Emily Covington is sunk so deeply in drugs that her mother Barbara, having tried everything else, hires an interventionist to take her to a rehab clinic. But before they ever get there, the interventionist is found murdered. Emily, the prime suspect, has disappeared from the crime scene.
What follows is a soul-searching drama that, while following conventional detective plotlines, adds a spiritual dimension to a cultural problem that “is killing our kids.” In her desperate search to save her daughter, Barbara tumbles into the dangerous world of drug trafficking. Her only allies are her fourteen-year-old son Lance and a sympathetic police officer whose greatest challenge, aside from cracking the case, is dissuading Barbara from taking matters into her own hands.

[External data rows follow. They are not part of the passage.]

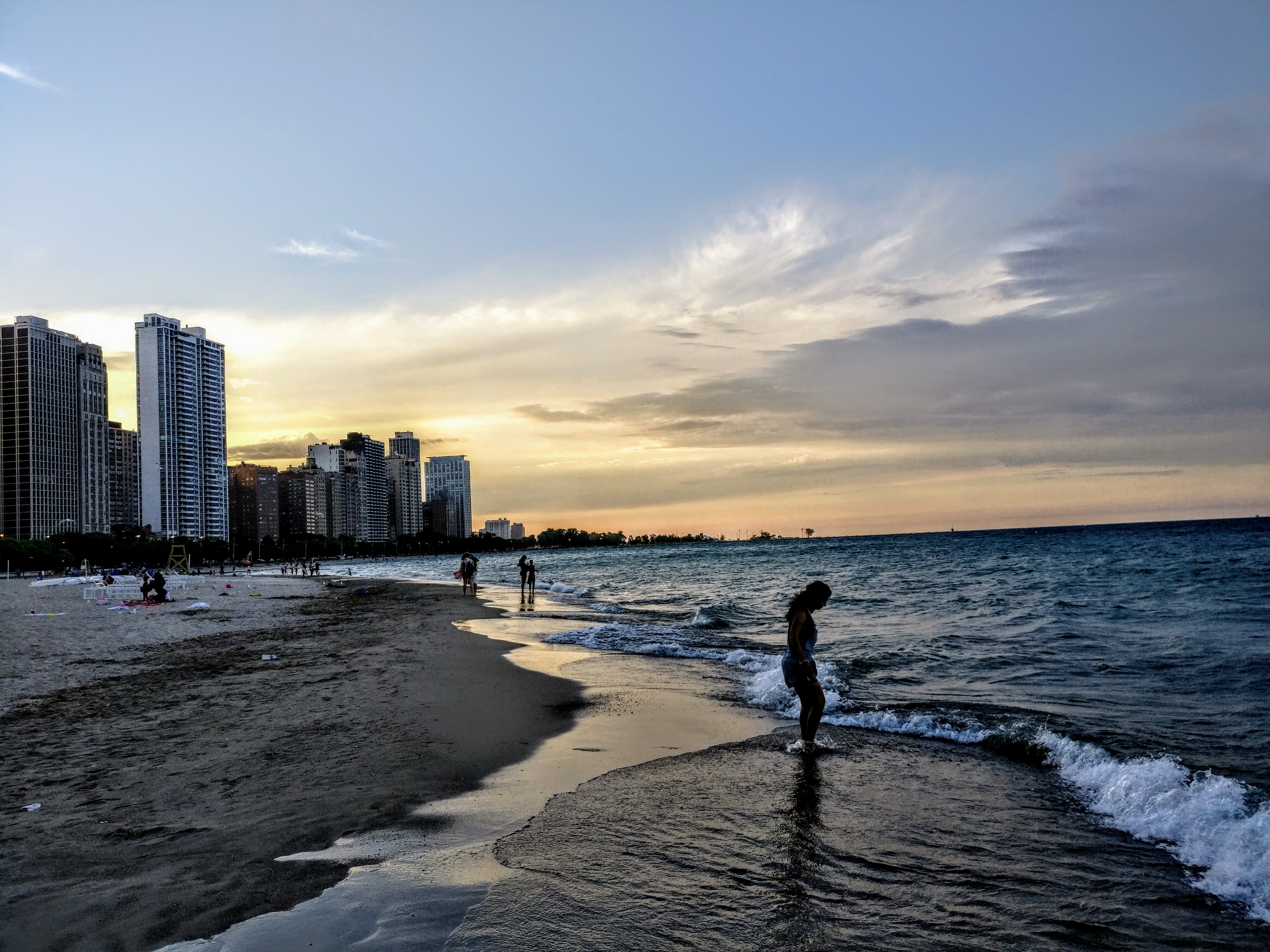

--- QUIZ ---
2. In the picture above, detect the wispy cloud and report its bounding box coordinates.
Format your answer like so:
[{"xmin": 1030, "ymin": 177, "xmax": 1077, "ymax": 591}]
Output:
[
  {"xmin": 0, "ymin": 62, "xmax": 57, "ymax": 93},
  {"xmin": 229, "ymin": 433, "xmax": 321, "ymax": 460},
  {"xmin": 270, "ymin": 228, "xmax": 392, "ymax": 262},
  {"xmin": 272, "ymin": 239, "xmax": 362, "ymax": 262},
  {"xmin": 344, "ymin": 228, "xmax": 392, "ymax": 248}
]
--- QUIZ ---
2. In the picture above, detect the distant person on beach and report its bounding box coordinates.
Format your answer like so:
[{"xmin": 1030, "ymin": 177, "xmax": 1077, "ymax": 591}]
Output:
[
  {"xmin": 781, "ymin": 581, "xmax": 833, "ymax": 751},
  {"xmin": 141, "ymin": 569, "xmax": 168, "ymax": 602},
  {"xmin": 516, "ymin": 555, "xmax": 530, "ymax": 602},
  {"xmin": 458, "ymin": 552, "xmax": 480, "ymax": 595}
]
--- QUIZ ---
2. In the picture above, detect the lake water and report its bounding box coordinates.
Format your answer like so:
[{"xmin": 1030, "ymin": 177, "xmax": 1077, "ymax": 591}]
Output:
[{"xmin": 247, "ymin": 519, "xmax": 1270, "ymax": 950}]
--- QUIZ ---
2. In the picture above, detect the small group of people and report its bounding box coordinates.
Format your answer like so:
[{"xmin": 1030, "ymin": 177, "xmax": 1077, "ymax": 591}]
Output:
[
  {"xmin": 455, "ymin": 552, "xmax": 538, "ymax": 602},
  {"xmin": 516, "ymin": 555, "xmax": 538, "ymax": 602},
  {"xmin": 282, "ymin": 560, "xmax": 321, "ymax": 577},
  {"xmin": 141, "ymin": 569, "xmax": 168, "ymax": 602}
]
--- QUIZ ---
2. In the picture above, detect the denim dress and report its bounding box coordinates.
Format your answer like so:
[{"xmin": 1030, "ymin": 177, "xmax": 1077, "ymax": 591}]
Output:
[{"xmin": 781, "ymin": 612, "xmax": 819, "ymax": 688}]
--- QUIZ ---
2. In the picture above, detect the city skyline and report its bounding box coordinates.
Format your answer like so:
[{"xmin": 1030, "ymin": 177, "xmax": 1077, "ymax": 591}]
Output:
[{"xmin": 0, "ymin": 0, "xmax": 1270, "ymax": 537}]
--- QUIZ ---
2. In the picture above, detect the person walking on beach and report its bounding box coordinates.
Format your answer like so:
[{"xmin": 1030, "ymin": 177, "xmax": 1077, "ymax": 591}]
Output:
[
  {"xmin": 781, "ymin": 580, "xmax": 833, "ymax": 753},
  {"xmin": 516, "ymin": 555, "xmax": 530, "ymax": 602},
  {"xmin": 458, "ymin": 552, "xmax": 480, "ymax": 595}
]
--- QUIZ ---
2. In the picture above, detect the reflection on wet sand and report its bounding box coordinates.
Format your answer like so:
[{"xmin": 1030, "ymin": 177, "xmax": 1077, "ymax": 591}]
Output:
[{"xmin": 772, "ymin": 754, "xmax": 829, "ymax": 950}]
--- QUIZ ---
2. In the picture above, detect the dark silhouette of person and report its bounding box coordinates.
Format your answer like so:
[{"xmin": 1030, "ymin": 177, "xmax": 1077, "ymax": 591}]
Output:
[
  {"xmin": 458, "ymin": 552, "xmax": 480, "ymax": 595},
  {"xmin": 781, "ymin": 580, "xmax": 833, "ymax": 753},
  {"xmin": 150, "ymin": 569, "xmax": 168, "ymax": 602},
  {"xmin": 516, "ymin": 555, "xmax": 530, "ymax": 602}
]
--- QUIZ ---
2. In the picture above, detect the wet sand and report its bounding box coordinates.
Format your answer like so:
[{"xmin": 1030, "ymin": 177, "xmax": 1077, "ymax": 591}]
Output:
[{"xmin": 0, "ymin": 577, "xmax": 582, "ymax": 950}]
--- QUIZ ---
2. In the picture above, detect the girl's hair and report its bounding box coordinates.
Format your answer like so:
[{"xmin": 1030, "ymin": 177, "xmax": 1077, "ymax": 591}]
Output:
[{"xmin": 785, "ymin": 579, "xmax": 833, "ymax": 621}]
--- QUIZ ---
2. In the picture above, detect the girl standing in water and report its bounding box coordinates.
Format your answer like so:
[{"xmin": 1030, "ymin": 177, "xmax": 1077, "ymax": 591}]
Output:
[{"xmin": 781, "ymin": 581, "xmax": 833, "ymax": 751}]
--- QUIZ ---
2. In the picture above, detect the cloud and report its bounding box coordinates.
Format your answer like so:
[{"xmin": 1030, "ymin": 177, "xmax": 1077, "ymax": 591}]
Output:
[
  {"xmin": 344, "ymin": 228, "xmax": 392, "ymax": 248},
  {"xmin": 574, "ymin": 106, "xmax": 1270, "ymax": 475},
  {"xmin": 516, "ymin": 404, "xmax": 597, "ymax": 423},
  {"xmin": 0, "ymin": 62, "xmax": 57, "ymax": 93},
  {"xmin": 229, "ymin": 433, "xmax": 323, "ymax": 460},
  {"xmin": 269, "ymin": 239, "xmax": 362, "ymax": 262}
]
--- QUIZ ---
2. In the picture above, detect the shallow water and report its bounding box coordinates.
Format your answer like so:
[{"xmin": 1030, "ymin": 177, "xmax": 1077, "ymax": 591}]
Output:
[
  {"xmin": 446, "ymin": 728, "xmax": 1266, "ymax": 951},
  {"xmin": 300, "ymin": 519, "xmax": 1270, "ymax": 934}
]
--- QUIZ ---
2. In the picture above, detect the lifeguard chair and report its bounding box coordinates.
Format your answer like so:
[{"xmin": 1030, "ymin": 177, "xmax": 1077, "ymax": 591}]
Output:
[{"xmin": 168, "ymin": 546, "xmax": 189, "ymax": 575}]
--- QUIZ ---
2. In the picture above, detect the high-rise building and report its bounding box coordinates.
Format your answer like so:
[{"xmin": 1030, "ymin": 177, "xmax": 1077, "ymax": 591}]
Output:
[
  {"xmin": 309, "ymin": 443, "xmax": 362, "ymax": 538},
  {"xmin": 136, "ymin": 314, "xmax": 230, "ymax": 538},
  {"xmin": 230, "ymin": 463, "xmax": 278, "ymax": 546},
  {"xmin": 339, "ymin": 433, "xmax": 389, "ymax": 542},
  {"xmin": 383, "ymin": 459, "xmax": 423, "ymax": 538},
  {"xmin": 419, "ymin": 499, "xmax": 450, "ymax": 536},
  {"xmin": 485, "ymin": 519, "xmax": 512, "ymax": 538},
  {"xmin": 0, "ymin": 315, "xmax": 111, "ymax": 538},
  {"xmin": 107, "ymin": 420, "xmax": 141, "ymax": 529},
  {"xmin": 278, "ymin": 466, "xmax": 334, "ymax": 538},
  {"xmin": 389, "ymin": 430, "xmax": 419, "ymax": 462},
  {"xmin": 424, "ymin": 456, "xmax": 472, "ymax": 538}
]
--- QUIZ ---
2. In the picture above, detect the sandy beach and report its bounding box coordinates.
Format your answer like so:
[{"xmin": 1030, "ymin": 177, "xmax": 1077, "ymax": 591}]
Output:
[{"xmin": 0, "ymin": 576, "xmax": 582, "ymax": 950}]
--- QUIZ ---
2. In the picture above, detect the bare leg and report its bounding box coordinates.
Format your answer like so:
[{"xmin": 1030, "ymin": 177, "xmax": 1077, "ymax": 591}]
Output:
[{"xmin": 796, "ymin": 682, "xmax": 824, "ymax": 746}]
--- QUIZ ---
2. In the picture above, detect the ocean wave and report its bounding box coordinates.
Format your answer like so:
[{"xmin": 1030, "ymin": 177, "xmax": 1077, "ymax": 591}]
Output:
[
  {"xmin": 546, "ymin": 623, "xmax": 1270, "ymax": 922},
  {"xmin": 688, "ymin": 600, "xmax": 763, "ymax": 628},
  {"xmin": 544, "ymin": 622, "xmax": 726, "ymax": 661},
  {"xmin": 1036, "ymin": 728, "xmax": 1270, "ymax": 923},
  {"xmin": 536, "ymin": 581, "xmax": 587, "ymax": 595}
]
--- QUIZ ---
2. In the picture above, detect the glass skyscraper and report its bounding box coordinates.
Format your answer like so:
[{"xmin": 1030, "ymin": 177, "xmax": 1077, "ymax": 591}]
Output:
[
  {"xmin": 0, "ymin": 315, "xmax": 111, "ymax": 538},
  {"xmin": 423, "ymin": 456, "xmax": 472, "ymax": 538}
]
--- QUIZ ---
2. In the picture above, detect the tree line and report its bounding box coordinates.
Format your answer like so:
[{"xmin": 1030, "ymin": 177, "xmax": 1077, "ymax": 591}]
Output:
[{"xmin": 537, "ymin": 529, "xmax": 716, "ymax": 548}]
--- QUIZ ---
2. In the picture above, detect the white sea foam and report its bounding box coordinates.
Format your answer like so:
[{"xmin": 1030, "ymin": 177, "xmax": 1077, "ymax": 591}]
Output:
[
  {"xmin": 1036, "ymin": 728, "xmax": 1270, "ymax": 922},
  {"xmin": 537, "ymin": 581, "xmax": 587, "ymax": 595},
  {"xmin": 824, "ymin": 711, "xmax": 992, "ymax": 744},
  {"xmin": 591, "ymin": 602, "xmax": 626, "ymax": 614}
]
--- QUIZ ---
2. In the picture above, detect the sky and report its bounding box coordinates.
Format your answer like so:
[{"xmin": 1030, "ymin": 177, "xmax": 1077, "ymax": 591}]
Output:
[{"xmin": 0, "ymin": 0, "xmax": 1270, "ymax": 537}]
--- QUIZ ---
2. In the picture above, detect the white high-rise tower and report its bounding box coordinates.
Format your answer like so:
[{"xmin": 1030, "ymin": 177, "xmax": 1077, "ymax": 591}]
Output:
[
  {"xmin": 423, "ymin": 456, "xmax": 472, "ymax": 538},
  {"xmin": 136, "ymin": 314, "xmax": 230, "ymax": 539}
]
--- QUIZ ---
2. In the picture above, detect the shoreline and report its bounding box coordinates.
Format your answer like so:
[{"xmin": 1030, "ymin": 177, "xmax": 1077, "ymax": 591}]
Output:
[
  {"xmin": 0, "ymin": 576, "xmax": 584, "ymax": 950},
  {"xmin": 161, "ymin": 585, "xmax": 787, "ymax": 952}
]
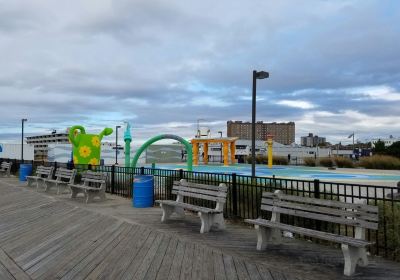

Blackstock’s character development is solid with the exception of Lance, who seems torn between saving his sister and basking in the publicity surrounding her disappearance. Otherwise, the characters grow realistically from their experiences. Barbara in particular finds herself torn between responsibility to her daughter and a desire to be free of Emily’s self-destructive behavior.
What this novel does best is remind us that when our lives seem to have hit bottom, God is always there to lift us out of the pit. All we have to do is ask. That reassurance alone is enough to make the story worth reading.